What a car is worth new and what it is worth on the used market are very very different so, even if you could use your car as evidence of assets, you cannot say that you own a car worth $30,000.


----------



## rochanab (Aug 5, 2014)

Hi,

Used value of my car would exceed beyond 15000 canadian dollars without doubt. When we are migrating anyway we would sell the car. Is there a procedure to value my car under cic. I can transfer the vehicle to my wife's name if that helps.

I also can get Money from my wife's parents to be under her name as a Fixed deposit. I can prove the history of funds as to how they acquired these money. Would I need to show that her parents have other sources of income if I show this money in her account? 

At what stage do I need to show this money. Is it at the stage of submitting documents to CIC or after that?
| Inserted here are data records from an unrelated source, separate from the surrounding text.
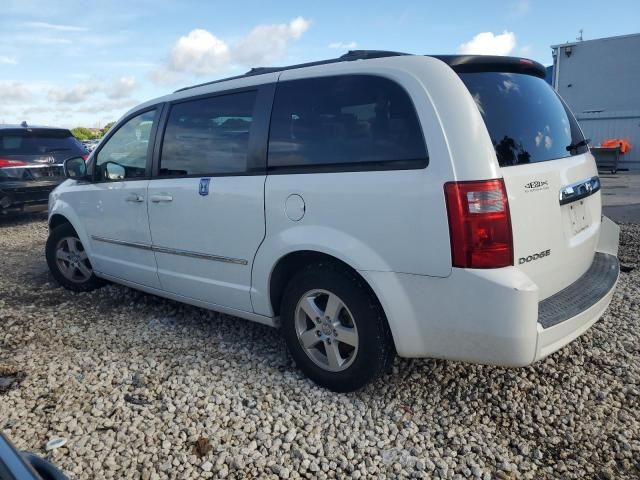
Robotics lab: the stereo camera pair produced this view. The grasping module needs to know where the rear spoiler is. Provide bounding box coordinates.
[428,55,547,78]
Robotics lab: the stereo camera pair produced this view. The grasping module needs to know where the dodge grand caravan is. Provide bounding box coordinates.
[46,51,619,391]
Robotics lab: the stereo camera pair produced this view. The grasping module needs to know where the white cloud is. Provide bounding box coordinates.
[47,77,138,103]
[23,22,89,32]
[329,42,358,50]
[104,77,138,100]
[47,83,98,103]
[232,17,311,67]
[0,81,32,104]
[458,30,516,55]
[149,17,310,85]
[167,28,230,75]
[518,45,533,57]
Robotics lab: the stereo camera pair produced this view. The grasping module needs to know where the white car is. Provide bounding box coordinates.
[46,51,619,391]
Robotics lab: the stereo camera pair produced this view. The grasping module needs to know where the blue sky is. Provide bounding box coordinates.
[0,0,640,127]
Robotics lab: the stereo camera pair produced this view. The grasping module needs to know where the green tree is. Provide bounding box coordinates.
[71,127,95,141]
[102,122,116,137]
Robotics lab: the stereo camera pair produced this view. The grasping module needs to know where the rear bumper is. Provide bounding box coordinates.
[0,179,64,213]
[536,252,620,360]
[360,217,619,367]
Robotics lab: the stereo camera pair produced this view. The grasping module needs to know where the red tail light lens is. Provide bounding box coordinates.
[444,179,513,268]
[0,158,27,168]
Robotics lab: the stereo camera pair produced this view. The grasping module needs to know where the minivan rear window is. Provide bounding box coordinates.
[268,75,428,172]
[459,72,587,167]
[0,129,87,156]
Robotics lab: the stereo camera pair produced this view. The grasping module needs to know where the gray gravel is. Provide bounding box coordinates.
[0,216,640,479]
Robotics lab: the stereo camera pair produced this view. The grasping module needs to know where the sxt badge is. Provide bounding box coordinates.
[198,178,211,197]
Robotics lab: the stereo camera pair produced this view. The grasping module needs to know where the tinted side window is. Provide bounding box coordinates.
[268,75,427,169]
[460,72,587,167]
[160,91,256,176]
[95,110,156,181]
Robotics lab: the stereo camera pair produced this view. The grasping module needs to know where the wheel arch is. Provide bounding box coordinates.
[49,213,75,230]
[269,250,395,343]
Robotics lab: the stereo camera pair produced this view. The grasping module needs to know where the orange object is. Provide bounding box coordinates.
[600,138,631,153]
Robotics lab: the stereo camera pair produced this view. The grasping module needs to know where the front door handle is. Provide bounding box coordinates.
[149,193,173,203]
[126,193,144,203]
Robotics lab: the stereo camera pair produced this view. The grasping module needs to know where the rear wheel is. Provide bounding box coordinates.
[280,264,394,392]
[45,223,102,292]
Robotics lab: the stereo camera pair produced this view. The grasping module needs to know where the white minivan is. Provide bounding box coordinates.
[46,51,619,391]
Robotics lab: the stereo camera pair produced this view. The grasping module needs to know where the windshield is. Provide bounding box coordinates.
[460,72,587,167]
[0,129,86,156]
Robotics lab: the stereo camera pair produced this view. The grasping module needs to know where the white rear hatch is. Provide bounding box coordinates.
[460,72,601,300]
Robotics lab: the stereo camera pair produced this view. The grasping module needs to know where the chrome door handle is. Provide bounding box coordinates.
[126,193,144,203]
[150,194,173,203]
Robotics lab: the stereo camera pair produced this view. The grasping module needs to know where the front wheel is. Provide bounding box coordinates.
[45,223,101,292]
[280,264,395,392]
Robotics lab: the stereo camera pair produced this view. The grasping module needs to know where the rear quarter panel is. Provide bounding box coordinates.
[252,57,470,315]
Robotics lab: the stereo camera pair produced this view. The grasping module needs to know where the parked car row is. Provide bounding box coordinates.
[0,122,88,214]
[82,140,100,153]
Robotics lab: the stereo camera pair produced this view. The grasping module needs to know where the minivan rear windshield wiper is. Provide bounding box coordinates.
[567,138,591,152]
[44,148,71,153]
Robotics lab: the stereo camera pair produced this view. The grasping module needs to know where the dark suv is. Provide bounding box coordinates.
[0,122,87,214]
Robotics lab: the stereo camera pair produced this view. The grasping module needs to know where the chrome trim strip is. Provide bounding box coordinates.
[91,235,151,250]
[560,176,600,205]
[91,235,249,265]
[151,245,249,265]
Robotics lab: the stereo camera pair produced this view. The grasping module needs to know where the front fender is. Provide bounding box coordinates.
[47,190,93,261]
[251,225,391,316]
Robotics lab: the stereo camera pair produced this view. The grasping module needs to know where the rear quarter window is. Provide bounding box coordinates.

If it's at the migration stage I can show without an issue since I can sell the car. Also I would receive money from the current employer as gratuity and provident fund. Please advise how to proceed.

Thanks in advance.


----------



## Auld Yin (Mar 10, 2009)

The value of your car is irrelevant unless it's been sold and you have the cash in your hands to declare. No doubt you also have furniture, kitchen appliances and gadgets, computer(s) etc, etc, etc. Same story. Unless their value is in cash then they do not enhance your application.


----------



## EVHB (Feb 11, 2008)

Also be aware that you really need these funds (and preferably even more!) to get started in Canada. Unless you have a decent paying job lined up.


----------



## WestCoastCanadianGirl (Mar 17, 2012)

rochanab said:


> Hi,
> 
> Used value of my car would exceed beyond 15000 canadian dollars without doubt. When we are migrating anyway we would sell the car. Is there a procedure to value my car under cic. I can transfer the vehicle to my wife's name if that helps.
> 
> ...


Wow, that must be a _very_ expensive car, if you can get CAD $15k for it. My Dad had a Honda Pilot (an expensive SUV) that he sold and got over $20k for, but if I were to have sold my Nissan Versa (an economy car), I think I would be lucky to get $7500 - $10000 for it... I paid $18k for the car in 2007.
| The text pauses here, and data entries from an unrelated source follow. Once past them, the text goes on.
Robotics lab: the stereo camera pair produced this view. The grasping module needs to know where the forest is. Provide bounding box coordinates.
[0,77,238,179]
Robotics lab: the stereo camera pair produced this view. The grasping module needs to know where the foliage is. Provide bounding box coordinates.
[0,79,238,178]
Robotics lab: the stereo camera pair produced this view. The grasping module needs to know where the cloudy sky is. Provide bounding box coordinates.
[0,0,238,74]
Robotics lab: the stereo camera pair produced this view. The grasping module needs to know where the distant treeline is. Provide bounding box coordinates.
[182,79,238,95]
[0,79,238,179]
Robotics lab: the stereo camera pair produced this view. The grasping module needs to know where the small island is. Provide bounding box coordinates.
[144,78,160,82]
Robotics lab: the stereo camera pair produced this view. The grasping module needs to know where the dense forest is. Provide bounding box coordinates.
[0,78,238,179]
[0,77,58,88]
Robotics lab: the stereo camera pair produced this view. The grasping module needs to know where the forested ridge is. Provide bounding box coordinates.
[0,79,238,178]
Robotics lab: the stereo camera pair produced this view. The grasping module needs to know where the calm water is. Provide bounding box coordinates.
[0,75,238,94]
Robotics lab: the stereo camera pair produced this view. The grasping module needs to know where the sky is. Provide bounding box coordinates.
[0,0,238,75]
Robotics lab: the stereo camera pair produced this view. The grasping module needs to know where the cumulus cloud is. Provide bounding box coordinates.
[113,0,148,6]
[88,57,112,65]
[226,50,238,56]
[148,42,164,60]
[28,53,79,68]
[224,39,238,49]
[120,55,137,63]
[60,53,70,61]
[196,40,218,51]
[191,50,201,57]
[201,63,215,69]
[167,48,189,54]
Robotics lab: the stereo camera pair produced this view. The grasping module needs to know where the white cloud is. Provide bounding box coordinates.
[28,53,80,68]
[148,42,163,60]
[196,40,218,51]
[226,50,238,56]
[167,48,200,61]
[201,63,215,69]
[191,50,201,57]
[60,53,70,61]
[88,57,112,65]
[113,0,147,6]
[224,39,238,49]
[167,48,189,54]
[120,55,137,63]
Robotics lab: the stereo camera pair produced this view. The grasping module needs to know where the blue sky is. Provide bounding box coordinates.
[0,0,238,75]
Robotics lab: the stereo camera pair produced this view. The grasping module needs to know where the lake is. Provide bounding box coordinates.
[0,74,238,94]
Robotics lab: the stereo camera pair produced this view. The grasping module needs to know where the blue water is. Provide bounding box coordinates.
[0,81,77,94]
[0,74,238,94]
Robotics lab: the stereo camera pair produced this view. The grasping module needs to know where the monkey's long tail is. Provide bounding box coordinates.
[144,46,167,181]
Funds in the bank should ideally be in a cash account, meaning that the balance can be accessed upon demand.

If your wife's parents are going to give you the money, they should provide you with a paper trail (bank statements etc) showing the source of the funds and proving that they're legitimately theirs. The funds _should not_ be financed by a bank loan or similar.

You need to show the availability of the money at the time you submit all of your documents tot CIC and should be available to be shown at all times, including to the Immigration Officer who processes you upon arrival in Canada.


----------



## rochanab (Aug 5, 2014)

Hi,

Well..I live in Sri Lanka and the vehicle values are very high due to taxes.
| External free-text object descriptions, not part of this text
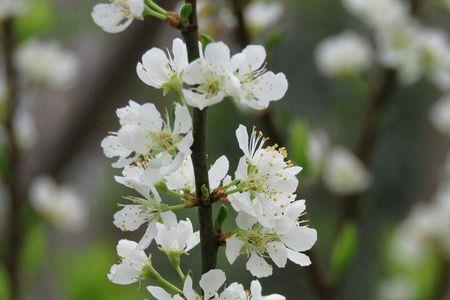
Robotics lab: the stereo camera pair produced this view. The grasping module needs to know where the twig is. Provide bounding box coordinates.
[180,0,219,274]
[2,19,23,300]
[231,0,336,300]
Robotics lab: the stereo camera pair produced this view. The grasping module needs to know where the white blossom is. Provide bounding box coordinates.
[165,155,229,194]
[15,39,79,90]
[113,177,176,250]
[102,100,193,169]
[136,38,188,90]
[229,125,301,227]
[0,0,26,20]
[323,147,371,196]
[92,0,145,33]
[225,200,317,278]
[231,45,288,110]
[430,95,450,137]
[30,176,86,231]
[147,269,286,300]
[315,31,373,76]
[108,240,149,285]
[244,0,284,33]
[183,42,240,109]
[155,219,200,255]
[343,0,409,30]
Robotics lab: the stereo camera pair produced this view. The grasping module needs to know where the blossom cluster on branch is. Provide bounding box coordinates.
[92,0,317,300]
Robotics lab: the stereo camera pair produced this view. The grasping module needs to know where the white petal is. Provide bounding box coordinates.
[183,275,197,300]
[199,269,226,299]
[287,249,311,267]
[113,205,149,231]
[91,4,133,33]
[236,125,250,157]
[208,155,229,189]
[173,103,192,135]
[147,286,172,300]
[225,236,244,264]
[266,242,287,268]
[246,252,272,278]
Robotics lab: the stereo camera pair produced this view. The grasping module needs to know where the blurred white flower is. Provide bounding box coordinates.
[16,39,79,90]
[323,147,371,196]
[0,0,26,20]
[430,94,450,137]
[108,240,149,285]
[155,219,200,256]
[183,42,240,109]
[165,155,229,194]
[377,278,415,300]
[30,176,86,231]
[136,38,188,91]
[225,200,317,278]
[315,31,373,77]
[229,125,301,227]
[244,0,284,34]
[231,45,288,110]
[92,0,145,33]
[343,0,409,30]
[101,100,193,169]
[14,109,38,150]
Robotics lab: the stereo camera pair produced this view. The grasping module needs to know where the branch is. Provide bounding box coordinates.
[180,0,218,274]
[2,19,23,300]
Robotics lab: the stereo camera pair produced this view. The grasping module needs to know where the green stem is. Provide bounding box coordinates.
[145,0,167,15]
[144,6,167,21]
[144,264,182,294]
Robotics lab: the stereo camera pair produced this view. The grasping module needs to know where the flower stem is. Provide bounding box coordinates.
[144,263,182,294]
[1,19,24,300]
[144,6,167,21]
[145,0,167,15]
[180,0,219,274]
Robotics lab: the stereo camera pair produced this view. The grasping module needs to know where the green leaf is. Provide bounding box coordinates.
[289,119,310,178]
[265,29,284,53]
[331,224,358,280]
[16,0,57,41]
[180,3,192,24]
[215,204,228,230]
[200,33,214,50]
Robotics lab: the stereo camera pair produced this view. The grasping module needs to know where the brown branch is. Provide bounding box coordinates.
[2,19,23,300]
[180,0,219,274]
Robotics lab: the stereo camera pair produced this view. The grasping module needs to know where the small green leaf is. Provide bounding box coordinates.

My wife's parents received this money at the time of retirement as a lump sum . It has been in their account for a few months now. Do I need to prove the history of funds at the application stage or can I show the history at the final stages when the visa officer requests for such documentation. 

Primary source of income for her parents is the interest received from these funds deposited in a fixed deposit. Our plan is to deposit the funds as a FD and give the interest to her parents. She can get a balance statement for the FD. Will this work. Would CIC dig in to understand how her parents would survive without this money.

When I get a confirmation to migrate I can sell my car and also I can get Money in form of provident fund and gratuity from my employer. I have no problem in showing funds when I reach there. You think this will work?


----------



## WestCoastCanadianGirl (Mar 17, 2012)

I would advise that you should expect to be required to prove the history of the funds _from the beginning of the application process_. You never know if and when the CIC agent processing your claim may want to ask for your proof of funds, so it's best to have it already in place.

I would expect that the CIC would expect the money to be in a current account whereby the funds can be accessed on demand... Fixed Deposits do not qualify in this regard, as the money is tied up with the bank for a specified amount of time.

As specified before, _you must prove that you have the necessary funds in place *before* a visa is issued to you_... this means that when you apply, you should have the required amount already in the bank and not after you apply. If you don't have the necessary amount of money in cash in the bank right now, then I would advise you _not_ to apply.

There is no guarantee that you will receive _x_ amount of money for your car until it is sold, and since pension funds can fluctuate in value, they don't count that until you have cashed them out completely and place the money into a bank account.


----------



## colchar (Oct 25, 2011)

rochanab said:


> Hi,
> 
> Used value of my car would exceed beyond 15000 canadian dollars without doubt.



Just what kind of car is this? 





> When we are migrating anyway we would sell the car. Is there a procedure to value my car under cic. I can transfer the vehicle to my wife's name if that helps.



The Canadian government won't care about the car or its perceived value.


----------



## colchar (Oct 25, 2011)

rochanab said:


> Hi,
> 
> Well..I live in Sri Lanka and the vehicle values are very high due to taxes.



At today's exchange rate you would need to get 1792187.51 Sri Lankan Rupees to equal $15,000CND.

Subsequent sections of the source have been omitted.